Levels of amino acids can become especially depleted if the fruit you’re using has any mold on it. These molds degrade amino acids very quickly and if, for example, you’re making a botrytisized white dessert wine (that uses the mold Botrytis cinera to concentrate the flavor and sugar of the grape), be sure that you make up for the lost nitrogen in the amino acids.

Fortunately, a protective dose of amino acids, in the form of lysed (dead) yeast cells, can be added to juices and musts before fermentation begins. These dead yeast cells, sometimes also called “yeast hulls” or “yeast ghosts,” are essentially that: the leftovers of what were once
living yeast cells. That may sound a little morbid, but there are a lot of amino acids, nitrogen, vitamins, and other useful goodies left over when yeast cells die en masse as they do after they’re done with fermentation.

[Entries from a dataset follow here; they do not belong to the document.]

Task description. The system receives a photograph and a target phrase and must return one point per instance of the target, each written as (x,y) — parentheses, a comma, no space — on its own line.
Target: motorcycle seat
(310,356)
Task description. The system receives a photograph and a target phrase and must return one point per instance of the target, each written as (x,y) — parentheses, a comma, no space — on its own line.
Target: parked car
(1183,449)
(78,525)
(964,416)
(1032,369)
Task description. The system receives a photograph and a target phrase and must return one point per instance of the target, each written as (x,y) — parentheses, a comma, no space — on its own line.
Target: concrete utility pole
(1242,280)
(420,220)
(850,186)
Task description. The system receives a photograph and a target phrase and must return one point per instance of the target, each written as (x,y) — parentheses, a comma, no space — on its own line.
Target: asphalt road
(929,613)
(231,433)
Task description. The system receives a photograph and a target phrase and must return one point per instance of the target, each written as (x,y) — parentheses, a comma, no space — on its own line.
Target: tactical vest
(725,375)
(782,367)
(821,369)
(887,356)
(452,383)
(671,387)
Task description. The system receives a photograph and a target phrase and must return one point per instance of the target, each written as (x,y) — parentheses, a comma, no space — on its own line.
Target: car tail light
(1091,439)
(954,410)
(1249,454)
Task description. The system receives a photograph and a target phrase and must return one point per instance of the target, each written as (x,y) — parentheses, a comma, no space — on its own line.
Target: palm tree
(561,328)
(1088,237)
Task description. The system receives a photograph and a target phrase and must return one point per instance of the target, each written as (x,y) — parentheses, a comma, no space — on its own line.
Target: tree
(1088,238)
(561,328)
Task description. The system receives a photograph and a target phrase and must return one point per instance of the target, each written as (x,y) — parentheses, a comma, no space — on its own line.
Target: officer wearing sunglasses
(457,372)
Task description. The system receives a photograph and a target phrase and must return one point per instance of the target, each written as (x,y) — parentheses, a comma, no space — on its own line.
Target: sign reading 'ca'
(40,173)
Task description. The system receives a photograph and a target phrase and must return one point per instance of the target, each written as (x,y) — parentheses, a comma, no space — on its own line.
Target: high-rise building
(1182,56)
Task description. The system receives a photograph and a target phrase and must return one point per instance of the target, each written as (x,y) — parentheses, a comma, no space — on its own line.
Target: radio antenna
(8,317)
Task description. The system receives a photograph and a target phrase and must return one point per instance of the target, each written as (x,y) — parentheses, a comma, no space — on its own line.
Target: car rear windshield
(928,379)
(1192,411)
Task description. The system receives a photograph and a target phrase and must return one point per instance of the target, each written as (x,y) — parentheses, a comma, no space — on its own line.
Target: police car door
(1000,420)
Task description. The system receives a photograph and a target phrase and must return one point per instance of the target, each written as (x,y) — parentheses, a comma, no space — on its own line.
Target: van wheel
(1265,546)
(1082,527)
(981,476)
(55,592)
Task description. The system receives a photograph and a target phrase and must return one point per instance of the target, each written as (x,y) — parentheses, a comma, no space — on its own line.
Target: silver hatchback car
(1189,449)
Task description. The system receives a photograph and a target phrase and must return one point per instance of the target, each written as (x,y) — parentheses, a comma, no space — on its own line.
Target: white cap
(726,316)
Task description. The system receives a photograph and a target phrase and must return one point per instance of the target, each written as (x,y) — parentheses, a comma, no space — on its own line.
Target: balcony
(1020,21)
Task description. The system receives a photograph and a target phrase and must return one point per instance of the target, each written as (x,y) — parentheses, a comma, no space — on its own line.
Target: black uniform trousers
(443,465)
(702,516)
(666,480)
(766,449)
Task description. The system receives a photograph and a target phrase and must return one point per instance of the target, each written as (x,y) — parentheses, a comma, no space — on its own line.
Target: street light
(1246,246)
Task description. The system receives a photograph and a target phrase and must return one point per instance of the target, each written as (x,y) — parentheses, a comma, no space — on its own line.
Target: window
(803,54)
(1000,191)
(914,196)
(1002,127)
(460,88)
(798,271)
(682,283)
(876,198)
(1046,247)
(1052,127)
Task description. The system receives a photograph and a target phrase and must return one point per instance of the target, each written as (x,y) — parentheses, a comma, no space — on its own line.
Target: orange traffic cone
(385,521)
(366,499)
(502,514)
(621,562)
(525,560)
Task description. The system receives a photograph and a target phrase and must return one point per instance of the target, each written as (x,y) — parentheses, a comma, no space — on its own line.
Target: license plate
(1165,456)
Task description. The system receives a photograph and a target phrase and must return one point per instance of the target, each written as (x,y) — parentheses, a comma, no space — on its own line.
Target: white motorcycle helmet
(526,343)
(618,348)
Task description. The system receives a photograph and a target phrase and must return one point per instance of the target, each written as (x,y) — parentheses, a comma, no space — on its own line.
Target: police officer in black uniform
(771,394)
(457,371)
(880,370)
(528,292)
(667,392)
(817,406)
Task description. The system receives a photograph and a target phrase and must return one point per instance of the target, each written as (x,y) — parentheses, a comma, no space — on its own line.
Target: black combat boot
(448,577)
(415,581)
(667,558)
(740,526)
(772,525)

Most grape-juice fermentations could use an addition of a teaspoon or two of yeast hulls per five-gallon carboy. It’s probably advisable to double that if you’re making a non-grape wine or if you’re using grapes that have been attacked by molds.

Vitamins:

People need certain vitamins to be at optimal health. The same goes for yeast. Yeast cells are particularly dependent on biotin, pantothenate, and thiamin for their biological functioning. Vitamins have less to do with preventing stuck fermentations than do nitrogen sources, but a
lack of appropriate vitamins — in particular pantothenate — can lead to the production of stinky hydrogen sulfide.

Musts and juices with vitamin deficiencies also have been shown to produce higher levels of acetic acid (vinegar) and succinic acid. A thiamine deficiency has been shown to enable the formation of pyruvic acid, a compound that will preferentially bind with added
sulfur dioxide and make the sulfur dioxide unavailable to kill microbes and prevent oxidation.

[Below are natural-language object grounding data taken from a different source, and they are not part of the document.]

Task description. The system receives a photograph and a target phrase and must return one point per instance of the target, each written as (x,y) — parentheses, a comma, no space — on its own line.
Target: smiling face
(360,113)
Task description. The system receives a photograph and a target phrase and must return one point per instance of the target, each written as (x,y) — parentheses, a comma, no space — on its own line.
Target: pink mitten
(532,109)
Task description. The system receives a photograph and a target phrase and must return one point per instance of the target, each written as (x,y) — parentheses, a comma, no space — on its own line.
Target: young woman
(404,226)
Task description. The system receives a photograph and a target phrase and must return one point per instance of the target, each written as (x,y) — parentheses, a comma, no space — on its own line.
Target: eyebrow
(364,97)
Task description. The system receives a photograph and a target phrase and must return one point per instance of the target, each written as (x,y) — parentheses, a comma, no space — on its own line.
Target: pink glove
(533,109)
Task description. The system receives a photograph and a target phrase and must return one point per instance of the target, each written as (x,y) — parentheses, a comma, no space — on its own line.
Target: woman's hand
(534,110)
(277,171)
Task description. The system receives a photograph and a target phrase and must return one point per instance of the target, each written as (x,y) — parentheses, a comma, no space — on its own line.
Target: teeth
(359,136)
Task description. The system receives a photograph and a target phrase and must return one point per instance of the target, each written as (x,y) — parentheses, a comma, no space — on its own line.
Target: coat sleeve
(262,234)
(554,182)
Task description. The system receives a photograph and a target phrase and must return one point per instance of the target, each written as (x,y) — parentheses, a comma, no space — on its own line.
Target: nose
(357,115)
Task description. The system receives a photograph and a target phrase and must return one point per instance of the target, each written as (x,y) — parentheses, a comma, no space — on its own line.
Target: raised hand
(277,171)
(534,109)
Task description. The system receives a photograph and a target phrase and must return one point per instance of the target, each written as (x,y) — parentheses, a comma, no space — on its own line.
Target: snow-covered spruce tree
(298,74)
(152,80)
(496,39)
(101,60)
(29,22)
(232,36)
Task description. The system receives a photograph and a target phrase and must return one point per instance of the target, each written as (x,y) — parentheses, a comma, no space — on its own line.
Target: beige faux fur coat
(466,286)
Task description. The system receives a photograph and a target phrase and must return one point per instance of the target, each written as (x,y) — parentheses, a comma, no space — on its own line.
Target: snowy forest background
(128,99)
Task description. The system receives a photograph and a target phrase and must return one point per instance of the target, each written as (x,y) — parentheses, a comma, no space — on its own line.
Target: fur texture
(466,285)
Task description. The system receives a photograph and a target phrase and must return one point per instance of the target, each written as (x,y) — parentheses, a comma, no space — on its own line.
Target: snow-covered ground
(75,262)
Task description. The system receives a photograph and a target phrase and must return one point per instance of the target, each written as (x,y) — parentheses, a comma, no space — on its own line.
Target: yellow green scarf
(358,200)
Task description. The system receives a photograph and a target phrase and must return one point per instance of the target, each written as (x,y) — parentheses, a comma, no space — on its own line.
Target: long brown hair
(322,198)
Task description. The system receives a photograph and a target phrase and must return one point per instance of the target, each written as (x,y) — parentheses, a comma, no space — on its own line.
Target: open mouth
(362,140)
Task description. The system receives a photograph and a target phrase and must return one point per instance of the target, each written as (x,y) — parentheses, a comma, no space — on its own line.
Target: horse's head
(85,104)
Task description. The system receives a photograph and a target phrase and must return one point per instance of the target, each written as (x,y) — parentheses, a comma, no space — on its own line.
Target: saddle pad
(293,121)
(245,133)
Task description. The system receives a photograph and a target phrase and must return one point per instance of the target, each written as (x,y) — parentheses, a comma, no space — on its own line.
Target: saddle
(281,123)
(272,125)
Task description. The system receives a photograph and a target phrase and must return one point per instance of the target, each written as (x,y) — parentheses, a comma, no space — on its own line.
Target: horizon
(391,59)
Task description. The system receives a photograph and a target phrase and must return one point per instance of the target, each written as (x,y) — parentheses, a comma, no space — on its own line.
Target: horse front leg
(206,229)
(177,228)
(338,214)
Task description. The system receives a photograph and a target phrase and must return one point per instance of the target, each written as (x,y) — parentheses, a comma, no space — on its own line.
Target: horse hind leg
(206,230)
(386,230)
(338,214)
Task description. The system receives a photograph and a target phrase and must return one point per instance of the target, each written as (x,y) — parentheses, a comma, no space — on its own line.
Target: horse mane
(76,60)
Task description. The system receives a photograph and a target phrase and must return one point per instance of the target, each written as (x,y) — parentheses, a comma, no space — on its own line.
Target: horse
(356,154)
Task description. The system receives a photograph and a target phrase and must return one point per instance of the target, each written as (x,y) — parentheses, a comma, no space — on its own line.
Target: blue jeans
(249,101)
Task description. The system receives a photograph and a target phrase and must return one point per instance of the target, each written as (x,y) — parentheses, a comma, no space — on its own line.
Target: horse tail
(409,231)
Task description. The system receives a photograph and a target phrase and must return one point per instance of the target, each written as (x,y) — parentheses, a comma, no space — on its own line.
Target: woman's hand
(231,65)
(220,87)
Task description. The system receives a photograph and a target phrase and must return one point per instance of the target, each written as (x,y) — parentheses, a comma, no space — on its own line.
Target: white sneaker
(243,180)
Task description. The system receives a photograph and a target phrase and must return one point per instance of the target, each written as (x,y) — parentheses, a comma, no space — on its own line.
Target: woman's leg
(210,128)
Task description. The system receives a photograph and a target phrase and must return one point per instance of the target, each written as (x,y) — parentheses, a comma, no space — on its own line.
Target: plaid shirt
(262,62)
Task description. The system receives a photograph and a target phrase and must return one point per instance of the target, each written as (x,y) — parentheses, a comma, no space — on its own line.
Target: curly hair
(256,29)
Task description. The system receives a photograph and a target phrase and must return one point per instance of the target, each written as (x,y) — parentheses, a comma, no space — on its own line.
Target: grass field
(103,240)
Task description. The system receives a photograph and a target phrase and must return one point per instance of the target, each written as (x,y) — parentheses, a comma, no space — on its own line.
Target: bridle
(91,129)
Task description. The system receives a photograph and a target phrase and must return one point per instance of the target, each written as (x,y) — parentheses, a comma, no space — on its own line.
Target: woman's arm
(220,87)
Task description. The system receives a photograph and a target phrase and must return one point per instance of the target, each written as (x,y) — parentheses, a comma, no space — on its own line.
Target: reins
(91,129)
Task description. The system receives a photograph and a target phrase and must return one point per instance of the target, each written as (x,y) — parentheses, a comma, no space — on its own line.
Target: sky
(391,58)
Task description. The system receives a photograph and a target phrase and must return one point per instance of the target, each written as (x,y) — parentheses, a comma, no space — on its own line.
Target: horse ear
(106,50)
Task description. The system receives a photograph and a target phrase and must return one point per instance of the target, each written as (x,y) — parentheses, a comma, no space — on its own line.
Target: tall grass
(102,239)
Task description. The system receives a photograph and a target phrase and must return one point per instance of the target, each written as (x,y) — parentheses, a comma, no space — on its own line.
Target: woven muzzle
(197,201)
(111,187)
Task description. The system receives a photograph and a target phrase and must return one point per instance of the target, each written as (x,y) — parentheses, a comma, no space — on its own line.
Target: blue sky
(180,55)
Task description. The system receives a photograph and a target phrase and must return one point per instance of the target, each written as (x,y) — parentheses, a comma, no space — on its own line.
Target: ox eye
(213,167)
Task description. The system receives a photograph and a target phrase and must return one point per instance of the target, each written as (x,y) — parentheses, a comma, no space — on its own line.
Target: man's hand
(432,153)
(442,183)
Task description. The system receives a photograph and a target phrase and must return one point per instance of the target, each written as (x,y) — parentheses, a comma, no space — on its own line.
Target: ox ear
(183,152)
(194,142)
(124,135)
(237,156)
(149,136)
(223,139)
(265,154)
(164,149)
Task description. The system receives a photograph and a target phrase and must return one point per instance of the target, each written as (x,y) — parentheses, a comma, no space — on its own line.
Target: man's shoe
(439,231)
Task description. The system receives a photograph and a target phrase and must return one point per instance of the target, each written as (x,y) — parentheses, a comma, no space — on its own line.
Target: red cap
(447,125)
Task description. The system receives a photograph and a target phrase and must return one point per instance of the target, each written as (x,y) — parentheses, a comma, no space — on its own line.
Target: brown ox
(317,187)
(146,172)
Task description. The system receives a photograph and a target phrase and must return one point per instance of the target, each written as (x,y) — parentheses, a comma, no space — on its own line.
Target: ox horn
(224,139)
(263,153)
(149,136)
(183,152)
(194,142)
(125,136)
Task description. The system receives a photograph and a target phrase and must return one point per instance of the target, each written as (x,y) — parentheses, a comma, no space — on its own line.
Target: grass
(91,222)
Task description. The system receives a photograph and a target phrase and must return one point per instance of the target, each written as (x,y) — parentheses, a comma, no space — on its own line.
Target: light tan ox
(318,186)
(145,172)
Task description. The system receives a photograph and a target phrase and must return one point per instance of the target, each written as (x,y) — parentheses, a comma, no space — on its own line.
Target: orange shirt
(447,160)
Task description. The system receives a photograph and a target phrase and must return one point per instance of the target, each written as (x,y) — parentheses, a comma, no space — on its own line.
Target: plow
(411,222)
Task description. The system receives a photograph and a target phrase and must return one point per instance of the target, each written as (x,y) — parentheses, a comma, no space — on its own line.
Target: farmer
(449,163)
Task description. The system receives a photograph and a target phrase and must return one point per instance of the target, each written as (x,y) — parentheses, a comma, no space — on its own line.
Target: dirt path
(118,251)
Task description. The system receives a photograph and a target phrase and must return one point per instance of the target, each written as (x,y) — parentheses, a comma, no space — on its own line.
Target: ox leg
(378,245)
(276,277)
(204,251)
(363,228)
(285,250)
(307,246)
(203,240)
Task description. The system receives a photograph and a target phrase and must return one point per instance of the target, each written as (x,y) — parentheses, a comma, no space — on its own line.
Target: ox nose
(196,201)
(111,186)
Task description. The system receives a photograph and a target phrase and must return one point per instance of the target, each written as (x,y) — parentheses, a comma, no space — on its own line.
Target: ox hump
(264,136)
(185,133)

Yeast hulls, again, are a great source of these vitamins. Since yeast cells only need these vitamins in minute amounts, it’s almost certain that the amount of hulls you add to ensure you’re getting enough nitrogen will be sufficient to ensure an adequate supply of
vitamins. Molds also can seriously deplete the levels of vitamins in musts and juices, so if your grapes are moldy, use a little extra.

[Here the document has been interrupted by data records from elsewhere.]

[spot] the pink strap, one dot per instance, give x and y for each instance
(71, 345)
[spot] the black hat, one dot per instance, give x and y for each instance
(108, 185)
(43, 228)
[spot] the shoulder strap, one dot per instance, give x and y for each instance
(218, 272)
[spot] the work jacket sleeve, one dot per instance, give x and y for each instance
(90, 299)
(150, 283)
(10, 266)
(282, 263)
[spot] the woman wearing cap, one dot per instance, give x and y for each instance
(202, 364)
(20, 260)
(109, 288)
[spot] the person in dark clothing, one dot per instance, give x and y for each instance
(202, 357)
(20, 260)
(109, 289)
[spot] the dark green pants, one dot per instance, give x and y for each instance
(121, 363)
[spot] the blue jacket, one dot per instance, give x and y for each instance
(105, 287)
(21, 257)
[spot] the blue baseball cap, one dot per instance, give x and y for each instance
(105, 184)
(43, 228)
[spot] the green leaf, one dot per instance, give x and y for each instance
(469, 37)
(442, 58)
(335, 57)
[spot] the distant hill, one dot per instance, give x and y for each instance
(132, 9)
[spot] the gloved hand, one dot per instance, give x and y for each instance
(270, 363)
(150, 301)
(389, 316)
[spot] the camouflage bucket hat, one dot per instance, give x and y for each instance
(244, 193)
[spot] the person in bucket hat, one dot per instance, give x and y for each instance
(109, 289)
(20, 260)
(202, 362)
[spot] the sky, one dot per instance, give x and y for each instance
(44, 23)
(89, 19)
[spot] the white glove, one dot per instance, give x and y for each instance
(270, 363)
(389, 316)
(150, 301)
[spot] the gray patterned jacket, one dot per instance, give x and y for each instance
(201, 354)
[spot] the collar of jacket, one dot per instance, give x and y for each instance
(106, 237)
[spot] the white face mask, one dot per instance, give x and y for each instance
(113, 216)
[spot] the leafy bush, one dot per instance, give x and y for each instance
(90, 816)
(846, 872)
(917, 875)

Keep an eye out for commercial yeast hull/DAP combinations (“Superfood” is one brand name that comes to mind) that offer the best of both worlds in one convenient package. You know that your juice or must is getting the nitrogen it needs from DAP as well as from the amino acids and critical vitamins supplied by yeast hulls.

Yeast cells are complex living organisms, and they need to be treated as such. Even during an operation as simple as making bread in a bread machine, yeast cells will adamantly refuse to work if they’re unhappy. Don’t let them go on strike when your barrels of Chardonnay are at stake.